One thing he has in abundance is pluck, and that, precisely, was the virtue called for when Stirling Moss turned out for a racing drivers' banquet in London wearing a dark-green-red-and-white kilt clearly too long for him, a sporran, a doublet and a pretty lace jabot at his throat. "Mother was Scotch," he gaffed, meaning she was Scottish, "so I'm entitled to wear the tartan of the Crauford family." That did not mean that Moss was especially fond of the getup. "But Mother and my wife thought it suited me. What the hell!"

Say, just who is covered by the President's Council on Physical Fitness, anyhow? The question seemed fair after a Texas museum official fished a note from the pocket of a suit donated by Lyndon B. Johnson. The note was from a tailor, and it said, "Dear Mr. President: This suit can't be let out any more."

O, it takes a heap of flogging to make the caulies pay the rent, the greengrocer said, meaning, approximately, that with cauliflower going at two bob each he had seen better paydays in the ring. But as he opened his new store in Wembley High Road, British Heavyweight Champion Henry Cooper (below) contemplated a happy future after his retirement and was already thinking of expansion. "It's a supermarket with personal service," said Our 'Enery, "and it's the place to come to in North London. Notice how we have mirrors all the way round. That way you can see the fruit from three or four angles."

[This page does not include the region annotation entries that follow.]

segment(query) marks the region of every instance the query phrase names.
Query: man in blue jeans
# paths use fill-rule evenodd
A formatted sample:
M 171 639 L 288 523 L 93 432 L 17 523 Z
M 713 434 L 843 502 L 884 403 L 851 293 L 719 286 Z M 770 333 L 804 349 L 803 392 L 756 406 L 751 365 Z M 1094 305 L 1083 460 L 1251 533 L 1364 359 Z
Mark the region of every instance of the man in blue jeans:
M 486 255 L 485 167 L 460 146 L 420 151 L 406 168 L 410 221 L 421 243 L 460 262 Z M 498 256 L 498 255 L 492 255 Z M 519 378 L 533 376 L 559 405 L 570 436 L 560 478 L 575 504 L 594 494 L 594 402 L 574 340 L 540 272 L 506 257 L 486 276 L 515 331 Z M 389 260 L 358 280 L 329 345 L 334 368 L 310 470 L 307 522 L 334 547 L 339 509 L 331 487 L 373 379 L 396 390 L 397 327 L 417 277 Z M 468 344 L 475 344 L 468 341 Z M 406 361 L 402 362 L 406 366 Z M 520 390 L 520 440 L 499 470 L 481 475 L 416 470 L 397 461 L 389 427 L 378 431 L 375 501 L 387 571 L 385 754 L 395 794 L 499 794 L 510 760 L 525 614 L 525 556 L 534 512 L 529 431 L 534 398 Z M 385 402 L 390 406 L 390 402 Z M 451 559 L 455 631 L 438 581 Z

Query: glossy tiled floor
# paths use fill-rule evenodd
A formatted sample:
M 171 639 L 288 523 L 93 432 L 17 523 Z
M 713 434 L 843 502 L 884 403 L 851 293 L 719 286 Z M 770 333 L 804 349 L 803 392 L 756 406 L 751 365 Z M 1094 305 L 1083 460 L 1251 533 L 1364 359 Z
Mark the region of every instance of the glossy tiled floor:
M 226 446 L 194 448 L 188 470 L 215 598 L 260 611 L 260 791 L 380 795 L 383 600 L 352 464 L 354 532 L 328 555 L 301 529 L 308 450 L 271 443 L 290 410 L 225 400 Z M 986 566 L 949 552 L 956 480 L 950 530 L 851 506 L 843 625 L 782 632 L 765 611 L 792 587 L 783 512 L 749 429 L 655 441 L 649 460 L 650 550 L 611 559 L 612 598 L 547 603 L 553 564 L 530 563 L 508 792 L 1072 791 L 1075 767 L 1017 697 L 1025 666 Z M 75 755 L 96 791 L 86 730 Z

At the invitation of the State Department, Joe DiMaggio and Lefty O'Doul agreed they would go to Vietnam early in the new year—the same way they had gone to Korea together 15 years ago. O'Doul, whose .349 lifetime major league batting average is the highest of any man alive (and sixth in the alltime list), was not sure that soldiers of the '60s would recollect his exploits in the '20s and '30s, but he saw a silver lining. "I'll just tell them who I am, and they can write home to their fathers and their grandfathers," he said. "Just mention O'Doul, I'll tell them, and they'll get a fast reply from the old man."

It had taken 37 years, but now at last, passing through Helsinki, the U.S. Ambassador to West Germany, George McGhee, had caught up with an old competitor, the great runner Paavo Nurmi. The race had been in Dallas, said the Ambassador, and some schoolboys had been selected to run a distance race against the Flying Finn in an exhibition. "I was only 16," said McGhee to Nurmi, "but for the first mile I managed to keep up with you. After that it was no race at all." The Ambassador wondered why Finland no longer produced the athletes it once did. Said the man who won gold medals in three Olympics: "Life's too easy nowadays."

Merrily crashing through brambles while running pell-mell over the countryside with map, compass and deathwish is a European pastime known as orienteering. England's Dr. Roger Bannister has taken it up, but since the man who first broke the four-minute mile wasn't winning any races ugly whispers cropped up that he was shamefully out of condition. Nope, that wasn't it, said Bannister serenely. "I don't regard it as a competitive sport in my case," he said. "It's exercise, and I like taking exercise—not because I feel it is doing me good, but because I enjoy it. And I walk up the hills because I feel better walking up than running up."

Considering how he had flubbed that third-strike pitch—and the whole 1941 World Series in the bargain—it was encouraging to see the old Dodger catcher hold onto something. Mickey Owen, now a sheriff in Missouri, joined forces with a fellow sheriff in a jailbreak manhunt and was on the scene when three of the escapees were tracked down in a farmhouse. For a while, Owen's bloodhounds had been put out of commission after the fugitives smeared black pepper and underarm deodorant on their shoes, but after six days of running (and one unhappy meal of bologna sandwiches washed down with cr√®me de menthe) the men were willing to call it quits. "Well, sir," drawled Mickey, "this one we didn't drop."

Everyone having had his say at an alumni meeting at Athens' Anavryta national school, King Constantine of Greece suggested a game of field hockey with the seniors to top off the day. Hey, yeah, they all agreed, and tumbled outside where Constantine installed himself before the goal and shouted, "Apano tous!" (Get them!) to his former schoolmates. Rallying cries were insufficient; Constantine gave up three goals to the seniors and got a banged-up knee in the process. "It is always fun when Megaliotatos comes visiting the school," said one young man of his 25-year-old king, "but I don't see how these old ones expect to beat us at hockey."

All anybody expected him to do was look in, make a token appearance and go away. But Interior Secretary Stewart Udall, who once—ages ago—played basketball for the University of Arizona, felt the old flames flash up when he was asked to join his staff for a U.S. Interior Department Recreational Basketball League game. Udall, 45, charged onto the court in full uniform, and his presence (below) was so stimulating—setting up plays, roughing it up under the boards—that his team held a one-point lead at halftime. But then the Secretary had to depart on official business, whereupon his demoralized teammates went down to defeat.